第3話 田中、かち割る

「宝箱って私初めて見ました! なにが入ってるんですかね?」

「待て、不用意に開けないほうがいい。宝箱には罠がかけられていることが多いからな」

「す、すみません。そうですよね……」


 開けたら毒が噴出したり、トゲが生えたり、天井が落下してきたり、モンスターハウスの中に転移させられたり。宝箱に仕掛けられた罠は豊富にある。

 不用意に開けて命を落とした探索者もたくさんいる。


"確かに罠は怖いな……"

"探索者の死亡割合でも、罠の比率は高いからな"

"特にミミックだと即死だからな。ほんま怖いわ"

"ミミックってあの宝箱に擬態しているモンスターだろ? 下層級のモンスターなのに上層にもたまに出てくるから怖すぎる"

"一度動画でミミック見たけど、見た目も怖すぎた。俺が探索者だったら宝箱なんて開けないね"


「それでどうするんですか田中さん? 罠を見破る方法はあるんですか?」

「あるにはあるけど、俺はそれを習得していない。『宝箱見極め検定』『ミミック見極め検定』を取れば見極められるらしいけどな」


 それらの検定を持っている人は斥候スカウトととして重宝される。

 戦闘能力が低くてもダンジョン探索パーティに入れてもらえるから、検定を取ろうとする人は多い。でも検定はかなり難しいらしくて、毎年数名しか合格できないみたいだ。


 他にも『宝箱鍵開け検定』『宝箱中身見極め検定』などもあるあらしい。

 だけど俺はそれらを一つも取っていない。


「そもそもだいたいの宝箱は鍵がかかってるしな。それを開けるのは中々骨が折れるんだ」

「うーん。じゃあ宝箱は諦めるしかないんですかね?」

「いや。そんなことはない。いい方法がある」


 俺はそう言って宝箱の前に座り込む。


"……嫌な予感がする"

"宝箱くん! 逃げて!"

"どうせまた脳筋解決だぞ"

"知ってたコメ用意しとくわ"

"まーたなにかしでかそうとしてますよこの人"


 俺は宝箱の真ん中に狙いをつけて、手刀を打ち込む。すると宝箱の上蓋部分がミシャ! と音を立てて粉砕される。

 鍵が開けられないなら、壊せばいい。罠が発動するなら、耐えればいい。

 宝箱の出す毒くらいなら全然耐えられるしな。


"知ってた"

"知ってた"

"やると思ってたよ……"

"宝箱って不破壊オブジェクトじゃないんやね……"

"いや、見た目と違ってかなり硬いはずだけど"

"これを真似して武器をぶっ壊す初心者が大量出現するな。勘違いするなよ、普通壊せないから!"

"宝箱くん「ぬわああああ!」"

"宝箱くうううううん!"

"鱗くんを思い出す壊れっぷりだぜ"


 さて、中身はなんだろうか。

 面白いものだと嬉しいけど……と中身を見ると、宝箱の内側から鋭利な牙と大きな舌が飛び出てくる。

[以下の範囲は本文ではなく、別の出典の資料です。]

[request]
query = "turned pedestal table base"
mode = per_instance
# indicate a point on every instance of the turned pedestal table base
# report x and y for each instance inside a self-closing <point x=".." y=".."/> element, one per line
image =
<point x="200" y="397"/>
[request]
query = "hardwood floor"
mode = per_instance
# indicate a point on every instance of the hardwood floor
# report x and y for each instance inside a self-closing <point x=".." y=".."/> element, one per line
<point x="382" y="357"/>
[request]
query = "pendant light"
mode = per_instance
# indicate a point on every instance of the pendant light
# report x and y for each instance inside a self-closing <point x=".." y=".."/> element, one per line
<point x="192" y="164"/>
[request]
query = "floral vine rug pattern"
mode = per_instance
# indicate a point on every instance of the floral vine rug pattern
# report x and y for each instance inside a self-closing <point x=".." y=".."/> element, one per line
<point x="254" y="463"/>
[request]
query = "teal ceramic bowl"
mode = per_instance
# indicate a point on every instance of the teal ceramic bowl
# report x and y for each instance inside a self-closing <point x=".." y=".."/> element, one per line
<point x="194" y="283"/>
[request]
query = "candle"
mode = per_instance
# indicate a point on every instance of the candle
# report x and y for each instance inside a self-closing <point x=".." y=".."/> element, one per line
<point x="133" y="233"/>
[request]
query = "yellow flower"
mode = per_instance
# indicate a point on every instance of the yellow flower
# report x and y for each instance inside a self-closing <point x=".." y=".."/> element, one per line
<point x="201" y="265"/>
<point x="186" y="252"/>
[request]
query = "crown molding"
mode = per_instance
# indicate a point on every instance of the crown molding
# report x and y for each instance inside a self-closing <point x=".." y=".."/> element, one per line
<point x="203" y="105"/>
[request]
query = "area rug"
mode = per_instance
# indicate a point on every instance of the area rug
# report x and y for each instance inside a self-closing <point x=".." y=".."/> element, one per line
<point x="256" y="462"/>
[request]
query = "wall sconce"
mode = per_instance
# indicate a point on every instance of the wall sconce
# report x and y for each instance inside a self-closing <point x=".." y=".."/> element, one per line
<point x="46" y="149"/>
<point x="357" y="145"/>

 それだけじゃない。宝箱から手足が生えて、けたたましく鳴く。


『ゲギャギャギャギャギャ!!』


 宝箱に擬態したモンスター、ミミックだ。

 上層にいるとは珍しい。俺も見かけたことがあまりない珍しいモンスターだ。


"ミミックキタ━━━━(゚∀゚)━━━━!!"

"ほんまに出た!"

"蓋をぶっ壊されたせいでめっちゃ怒ってるw"

"そりゃ寝てたら顔面に手刀ぶちこまれりゃ怒るわな笑"

"めちゃくちゃ怖くて草"

"ミミックって凄い強いんじゃなかった? 大丈夫?"

"いや、相手が悪いので……"


 ミミックは俺に牙を向けると、くちを大きく開いて襲いかかってくる。

 どうやら俺を食べるつもりのようだ。


『ゲーギャギャギャギャ!!』

「うるさい」


 もう一発、蓋の部分に手刀を打ち込む。

 するとミミックは『ゲギョ!?』という断末魔と共に真っ二つになってしまう。ふう、これで静かになった。


"ミミックくーん!"

"あっという間に退場して草"

"一応下層級の強さあるんだけどね……"

"なにって……手刀をしただけだが?"

"鱗「あいつの手刀は俺が保証する」"

"当事者は語る"

"ミミックバキバキになってて草"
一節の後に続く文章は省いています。